Public speeches and the nice, formal official statements emphasize doubling EU goods exports to India by 2032 and near-universal liberalization on the Indian side for EU imports (99%+ of tariff lines by value in many projections). But the migration aspect of the deal is being swept out of the public spotlight.
At face value, this is classic trade liberalization. The parties involved believe in the dogma of mutual gains from comparative advantage, supply chain diversification away from over-reliance on China, and strengthened ties between the world’s largest democracy and the EU bloc. Yet the “Comprehensive Framework for Cooperation on Mobility” and the longstanding EU-India Common Agenda on Migration and Mobility (CAMM, formalized in 2016) is the most consequential aspect of the trade deal. This FTA is not merely a goods-and-services deal. It is a structured pathway for significantly expanded movement of Indian nationals, students, researchers, professionals, and “skilled workers” into Europe.

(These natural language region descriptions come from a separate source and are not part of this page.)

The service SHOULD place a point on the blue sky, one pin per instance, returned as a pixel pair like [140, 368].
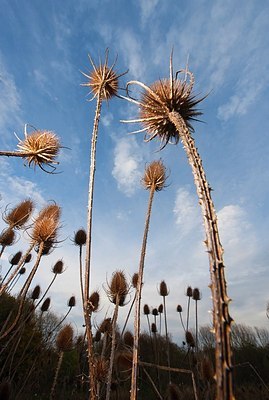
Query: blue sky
[44, 46]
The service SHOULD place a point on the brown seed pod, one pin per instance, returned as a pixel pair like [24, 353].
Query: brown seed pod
[71, 301]
[19, 215]
[118, 288]
[196, 294]
[45, 305]
[80, 237]
[16, 258]
[64, 340]
[155, 176]
[163, 289]
[128, 339]
[36, 293]
[93, 302]
[7, 237]
[40, 148]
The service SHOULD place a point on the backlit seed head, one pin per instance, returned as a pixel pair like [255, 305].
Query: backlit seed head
[64, 340]
[45, 305]
[19, 215]
[16, 258]
[40, 148]
[155, 176]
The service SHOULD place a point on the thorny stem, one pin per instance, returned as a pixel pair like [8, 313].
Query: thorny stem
[221, 318]
[138, 298]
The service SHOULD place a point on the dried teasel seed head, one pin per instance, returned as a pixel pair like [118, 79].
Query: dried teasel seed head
[196, 294]
[106, 325]
[71, 301]
[16, 258]
[146, 309]
[189, 291]
[207, 369]
[7, 237]
[153, 328]
[101, 368]
[64, 340]
[135, 280]
[36, 293]
[154, 176]
[19, 215]
[179, 308]
[128, 339]
[45, 305]
[80, 237]
[118, 288]
[155, 312]
[163, 289]
[40, 148]
[160, 308]
[93, 302]
[58, 267]
[189, 339]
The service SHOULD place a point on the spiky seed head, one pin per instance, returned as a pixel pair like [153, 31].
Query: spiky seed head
[7, 237]
[135, 280]
[196, 294]
[189, 339]
[146, 309]
[128, 339]
[22, 271]
[45, 305]
[101, 368]
[93, 302]
[155, 312]
[207, 369]
[106, 325]
[179, 308]
[163, 289]
[71, 302]
[160, 308]
[154, 176]
[118, 288]
[46, 225]
[58, 267]
[97, 336]
[40, 148]
[16, 258]
[36, 292]
[189, 291]
[80, 237]
[64, 340]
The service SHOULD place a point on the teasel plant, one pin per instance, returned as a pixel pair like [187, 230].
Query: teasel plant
[103, 83]
[44, 233]
[117, 291]
[153, 180]
[39, 148]
[167, 109]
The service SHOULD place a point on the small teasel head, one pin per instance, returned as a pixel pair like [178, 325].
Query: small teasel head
[93, 302]
[71, 302]
[14, 260]
[45, 305]
[196, 294]
[80, 237]
[118, 288]
[154, 176]
[64, 340]
[40, 148]
[58, 267]
[163, 289]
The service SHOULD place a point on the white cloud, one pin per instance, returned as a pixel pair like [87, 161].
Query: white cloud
[127, 161]
[186, 211]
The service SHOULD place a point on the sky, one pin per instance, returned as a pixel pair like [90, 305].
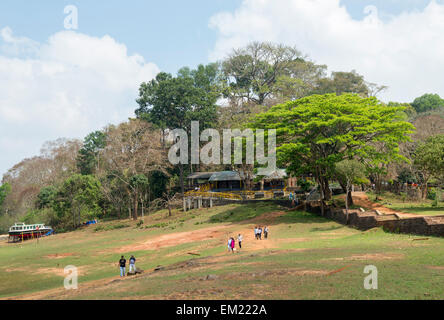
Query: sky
[57, 83]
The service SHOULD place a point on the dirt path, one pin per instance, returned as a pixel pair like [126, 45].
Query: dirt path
[219, 233]
[361, 199]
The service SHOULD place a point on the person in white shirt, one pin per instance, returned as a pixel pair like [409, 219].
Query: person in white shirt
[239, 239]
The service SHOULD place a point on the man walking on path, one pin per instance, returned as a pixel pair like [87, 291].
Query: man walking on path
[233, 244]
[122, 264]
[239, 239]
[132, 264]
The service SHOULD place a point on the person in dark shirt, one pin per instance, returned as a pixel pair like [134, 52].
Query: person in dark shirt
[132, 264]
[122, 264]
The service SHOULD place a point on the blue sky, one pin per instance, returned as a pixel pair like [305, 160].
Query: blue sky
[57, 83]
[170, 33]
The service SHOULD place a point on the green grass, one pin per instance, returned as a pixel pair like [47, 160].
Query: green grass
[293, 264]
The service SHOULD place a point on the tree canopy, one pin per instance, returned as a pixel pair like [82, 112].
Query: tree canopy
[316, 132]
[427, 102]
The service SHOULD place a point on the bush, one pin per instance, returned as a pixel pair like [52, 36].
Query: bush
[432, 194]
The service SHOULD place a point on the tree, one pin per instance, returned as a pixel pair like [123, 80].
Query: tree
[5, 189]
[46, 197]
[174, 102]
[427, 102]
[429, 160]
[87, 158]
[132, 149]
[261, 70]
[316, 132]
[353, 172]
[343, 82]
[139, 183]
[77, 198]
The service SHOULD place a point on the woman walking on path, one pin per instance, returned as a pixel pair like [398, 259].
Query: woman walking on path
[239, 239]
[132, 264]
[122, 265]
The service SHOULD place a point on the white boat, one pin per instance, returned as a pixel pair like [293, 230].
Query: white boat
[21, 231]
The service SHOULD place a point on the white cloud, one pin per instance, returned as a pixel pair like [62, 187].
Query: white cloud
[67, 87]
[404, 52]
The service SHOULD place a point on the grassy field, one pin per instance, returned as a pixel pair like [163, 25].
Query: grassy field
[306, 257]
[396, 202]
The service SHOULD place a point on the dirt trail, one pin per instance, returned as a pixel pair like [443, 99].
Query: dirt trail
[361, 199]
[219, 233]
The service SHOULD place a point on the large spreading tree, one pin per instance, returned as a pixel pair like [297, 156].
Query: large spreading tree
[316, 132]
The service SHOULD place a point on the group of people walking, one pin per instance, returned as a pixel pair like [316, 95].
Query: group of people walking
[122, 265]
[258, 232]
[232, 243]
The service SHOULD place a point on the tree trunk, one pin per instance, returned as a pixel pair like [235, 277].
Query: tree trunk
[325, 189]
[182, 188]
[424, 190]
[346, 204]
[136, 204]
[349, 198]
[169, 208]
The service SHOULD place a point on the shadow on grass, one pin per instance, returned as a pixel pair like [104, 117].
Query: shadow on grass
[418, 209]
[331, 228]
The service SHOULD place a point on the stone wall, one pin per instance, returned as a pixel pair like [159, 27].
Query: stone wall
[427, 226]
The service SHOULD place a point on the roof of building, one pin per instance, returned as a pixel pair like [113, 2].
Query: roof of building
[276, 175]
[225, 176]
[200, 175]
[235, 176]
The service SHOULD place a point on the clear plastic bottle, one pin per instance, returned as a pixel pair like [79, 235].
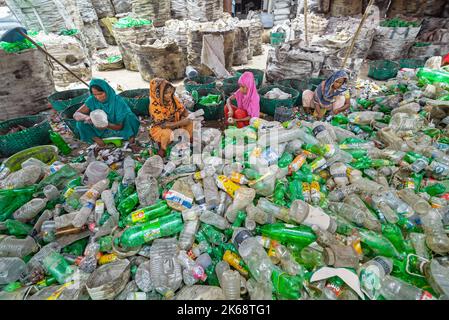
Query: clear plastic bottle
[371, 274]
[436, 238]
[143, 277]
[338, 172]
[129, 174]
[13, 247]
[242, 198]
[220, 268]
[231, 284]
[253, 254]
[348, 212]
[418, 204]
[30, 209]
[11, 269]
[193, 272]
[395, 289]
[109, 203]
[164, 267]
[214, 220]
[187, 236]
[211, 191]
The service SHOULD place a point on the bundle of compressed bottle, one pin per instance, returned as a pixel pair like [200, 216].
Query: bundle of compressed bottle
[353, 208]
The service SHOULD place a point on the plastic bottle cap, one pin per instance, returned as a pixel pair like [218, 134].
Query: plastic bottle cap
[329, 256]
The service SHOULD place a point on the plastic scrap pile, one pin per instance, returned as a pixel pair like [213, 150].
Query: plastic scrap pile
[278, 94]
[352, 208]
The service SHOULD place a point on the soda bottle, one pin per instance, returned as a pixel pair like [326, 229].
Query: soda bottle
[286, 286]
[371, 275]
[253, 254]
[127, 205]
[144, 233]
[392, 288]
[146, 214]
[378, 244]
[287, 233]
[59, 142]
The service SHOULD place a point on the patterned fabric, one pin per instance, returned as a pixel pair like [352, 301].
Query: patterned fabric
[325, 95]
[160, 110]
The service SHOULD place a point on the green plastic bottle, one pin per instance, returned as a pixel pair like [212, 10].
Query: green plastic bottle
[143, 233]
[213, 235]
[286, 286]
[17, 228]
[105, 243]
[393, 233]
[146, 214]
[58, 267]
[286, 233]
[435, 189]
[295, 190]
[59, 142]
[285, 160]
[378, 244]
[280, 190]
[127, 205]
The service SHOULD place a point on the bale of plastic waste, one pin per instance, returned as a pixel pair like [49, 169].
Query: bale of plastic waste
[33, 66]
[160, 58]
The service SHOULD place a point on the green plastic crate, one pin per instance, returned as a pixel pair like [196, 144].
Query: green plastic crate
[200, 82]
[215, 112]
[383, 69]
[269, 106]
[138, 100]
[36, 134]
[64, 99]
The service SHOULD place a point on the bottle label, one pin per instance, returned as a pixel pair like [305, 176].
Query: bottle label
[137, 216]
[178, 197]
[426, 296]
[240, 237]
[318, 129]
[151, 234]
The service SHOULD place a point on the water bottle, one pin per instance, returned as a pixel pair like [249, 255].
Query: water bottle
[253, 254]
[129, 175]
[215, 220]
[11, 269]
[30, 210]
[392, 288]
[14, 247]
[59, 142]
[165, 269]
[143, 277]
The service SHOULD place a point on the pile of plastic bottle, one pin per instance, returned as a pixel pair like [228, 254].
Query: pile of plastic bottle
[351, 208]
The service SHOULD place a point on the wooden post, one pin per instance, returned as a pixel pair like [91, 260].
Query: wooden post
[305, 22]
[357, 33]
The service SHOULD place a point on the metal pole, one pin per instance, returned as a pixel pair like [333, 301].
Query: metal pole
[357, 33]
[305, 22]
[48, 54]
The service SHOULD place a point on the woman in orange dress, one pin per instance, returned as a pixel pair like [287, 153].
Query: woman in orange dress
[167, 113]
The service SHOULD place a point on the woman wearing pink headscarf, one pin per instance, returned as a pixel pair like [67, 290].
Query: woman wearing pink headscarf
[247, 102]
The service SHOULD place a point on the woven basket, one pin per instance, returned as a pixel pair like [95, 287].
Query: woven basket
[215, 112]
[269, 106]
[36, 134]
[383, 69]
[64, 99]
[67, 117]
[138, 100]
[203, 82]
[258, 75]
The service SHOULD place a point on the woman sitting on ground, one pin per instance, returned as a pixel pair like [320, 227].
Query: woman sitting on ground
[247, 102]
[167, 113]
[331, 95]
[122, 122]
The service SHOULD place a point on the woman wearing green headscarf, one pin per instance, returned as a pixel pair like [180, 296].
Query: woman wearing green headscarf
[122, 122]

This mobility (mass migration) component transforms the FTA from an economic agreement into a high-stakes demographic gamble. India’s population exceeds the EU’s by a factor of roughly 3.2x and India produces millions of university graduates annually. India can supply endless low-wage labor that will undermine the already unstable European job market and lock another generation of Europeans out of the prosperity that is their birthright. As it stands, youth unemployment in the European Union is at 15%. Just shy of three million young Europeans are without stable employment.
This is great for India, of course. While young Europeans languish in a sclerotic job market, India is going to find yet another destination for its 45+ million surplus males. India is eager to send these men abroad not only because it increases domestic social stability but also because India is the largest recipient of remittances globally. By growing its take in remittances, India can fuel domestic consumer spending. And these remittances are at record levels. In 2025, India received more than $135.4 billion in remittances, a 14% increase in remittances from 2024. India sees the European Union as the next remittances frontier.
That frontier is being opened by the “Comprehensive Framework for Cooperation on Mobility” which operationalizes and expands the 2016 Common Agenda on Migration and Mobility. Key elements include:
- Simplified and fast-tracked visa procedures for students, researchers, and skilled professionals
- Potential removal or easing of quotas on Indian students, with intra-EU mobility (students able to move between member states more freely).
- Faster processing targets (e.g., 90% of student/researcher visa applications within 30 days in some proposals).
- Extended post-study work rights (reports suggest increasing from 2 to 3 years or more in certain contexts).
- Enhanced recognition of Indian qualifications, thus opening more sectors of the European economy to Indian laborers.
- Provisions for temporary entry of business visitors, intra-corporate transferees (ICTs), and professionals in Mode 4 services trade (movement of natural persons).
- Establishment of facilitation mechanisms, such as a European Legal Gateway Office in New Delhi.
These measures will super-charge existing Indian immigration trends to Europe. In recent years, Indians have been among the top recipients of Schengen visas (over 1 million applications in 2024) and residence permits in the EU. Germany, Ireland, Poland, and others have seen rising inflows of Indian students and workers, particularly in IT, healthcare, engineering, and care sectors. The EU Blue Card (for highly skilled) already favors Indians in some statistics.
With barriers lowered, faster visas, longer stays, credential recognition, and intra-EU movement, the agreement will facilitate hundreds of thousands to millions of additional entries per year. Our European political class laments its aging population and labor shortage while taking no serious domestic effort to fix these ills. Instead, it provides an easy opportunity to promote replacement migration.
So culturally, what sort of replacement are Europeans getting? For starters, the Indian view of women is not compatible with that of men in Western Civilization. There are more than 95 million child brides in India, with some reports showing that more than 12 million girls under the age of 10 are “married” to adult men. India is a global fraud hub, a global human trafficking hub, a global gang rape hub, and of domestic violence against women (38% of Indian men admit to being abusers in surveys). Indians are also highly sectarian and engage in mob violence against competing groups. One need only look at the 2022 Leicester riots in the United Kingdom between Muslims and Indians to see what the future of much of Europe will become if the already-disastrous Muslim mass migration is mixed with Indian mass immigration.